面向用户的查询扩展研究与实现
详细信息    本馆镜像全文|  推荐本文 |  |   获取CNKI官网全文
摘要
近年来随着Internet的飞速发展,Web资源以指数级的速度增长,到2004年初,网页数量大约达到80亿。目前搜索Web资源的形式多种多样,使用最广泛的是搜索引擎,但当前的搜索引擎检索信息主要考虑的是通用性,没有体现个别用户的信息需求,个性化信息服务能有效地满足个别用户的信息检索需求。此外,有研究表明人们在访问Web时58-81%的网页访问是访问已访问过的网页。因此在实现个性化信息服务的同时,对用户已访问的网页进行有效管理也是有现实应用意义的。
     由于目前大多数检索系统中,用户的需求是通过查询关键词来表示的。用户实际需求与查询关键词之间是存在较大语义差距的。如何缩小这种语义差距是实现面向用户个性化信息服务的关键问题。本文应用查询扩展方法,给出了对查询关键词的增加、删除和权重修改的自适应模型,使之能够更好的满足用户的实际需求,提高了检索的精度。在模型中给出了确定扩展关键词的数量及优化了查询反馈中权重调节因子α,β,γ,λ。
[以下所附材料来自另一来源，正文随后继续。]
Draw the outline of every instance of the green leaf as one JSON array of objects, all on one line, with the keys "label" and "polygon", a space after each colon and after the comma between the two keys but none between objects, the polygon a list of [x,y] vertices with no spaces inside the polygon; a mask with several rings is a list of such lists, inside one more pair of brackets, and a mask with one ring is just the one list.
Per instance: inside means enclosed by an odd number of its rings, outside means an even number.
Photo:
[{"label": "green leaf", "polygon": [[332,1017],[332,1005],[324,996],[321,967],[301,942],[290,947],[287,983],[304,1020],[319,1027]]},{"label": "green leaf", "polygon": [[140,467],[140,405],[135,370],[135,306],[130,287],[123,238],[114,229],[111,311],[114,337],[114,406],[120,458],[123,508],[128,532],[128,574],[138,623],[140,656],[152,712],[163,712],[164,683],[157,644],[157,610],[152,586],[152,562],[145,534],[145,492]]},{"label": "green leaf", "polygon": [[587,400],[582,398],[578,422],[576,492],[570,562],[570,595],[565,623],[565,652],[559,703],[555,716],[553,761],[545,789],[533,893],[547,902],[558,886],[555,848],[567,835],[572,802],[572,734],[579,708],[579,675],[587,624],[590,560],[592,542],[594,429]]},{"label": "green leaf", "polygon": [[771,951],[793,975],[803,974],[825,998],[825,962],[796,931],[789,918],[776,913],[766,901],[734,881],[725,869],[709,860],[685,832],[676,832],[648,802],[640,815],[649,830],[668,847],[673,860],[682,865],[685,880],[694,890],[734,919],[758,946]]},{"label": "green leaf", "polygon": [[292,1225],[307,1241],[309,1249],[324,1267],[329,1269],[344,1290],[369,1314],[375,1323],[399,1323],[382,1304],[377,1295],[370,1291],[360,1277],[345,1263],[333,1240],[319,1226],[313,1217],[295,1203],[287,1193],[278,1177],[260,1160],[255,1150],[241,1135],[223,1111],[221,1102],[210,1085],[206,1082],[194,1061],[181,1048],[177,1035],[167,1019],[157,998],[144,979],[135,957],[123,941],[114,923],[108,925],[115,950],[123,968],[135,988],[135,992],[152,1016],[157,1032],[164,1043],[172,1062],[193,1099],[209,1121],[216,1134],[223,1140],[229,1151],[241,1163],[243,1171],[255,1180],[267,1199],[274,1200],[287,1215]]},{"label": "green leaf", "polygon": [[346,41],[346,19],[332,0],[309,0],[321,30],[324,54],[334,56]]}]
     我们合作设计了一个基于个人的电子信息助手原型系统,其主要思想是:首先,在每一个用户注册时,我们要求用户给出他的基本信息、兴趣类、查询关键词等信息。对每一个新注册的用户,我们将根据该用户的兴趣类为该用户建立初始的用户兴趣模型。然后,我们将借用现有的搜索引擎(如Google,Baidu等)进行信息查找,对返回的结果文档,利用用户兴趣模型过滤掉与用户兴趣不相关的文档,再将剩余的文档重新排序显示给用户。用户可对感兴趣的文档下载、浏览,系统将根据用户的行为反馈自动地更新用户的兴趣模型并扩展查询,以使系统中的用户兴趣模型能真正地代表用户当前的兴趣。同时实现了网络信息管理功能,能将搜索到的信息自动归档。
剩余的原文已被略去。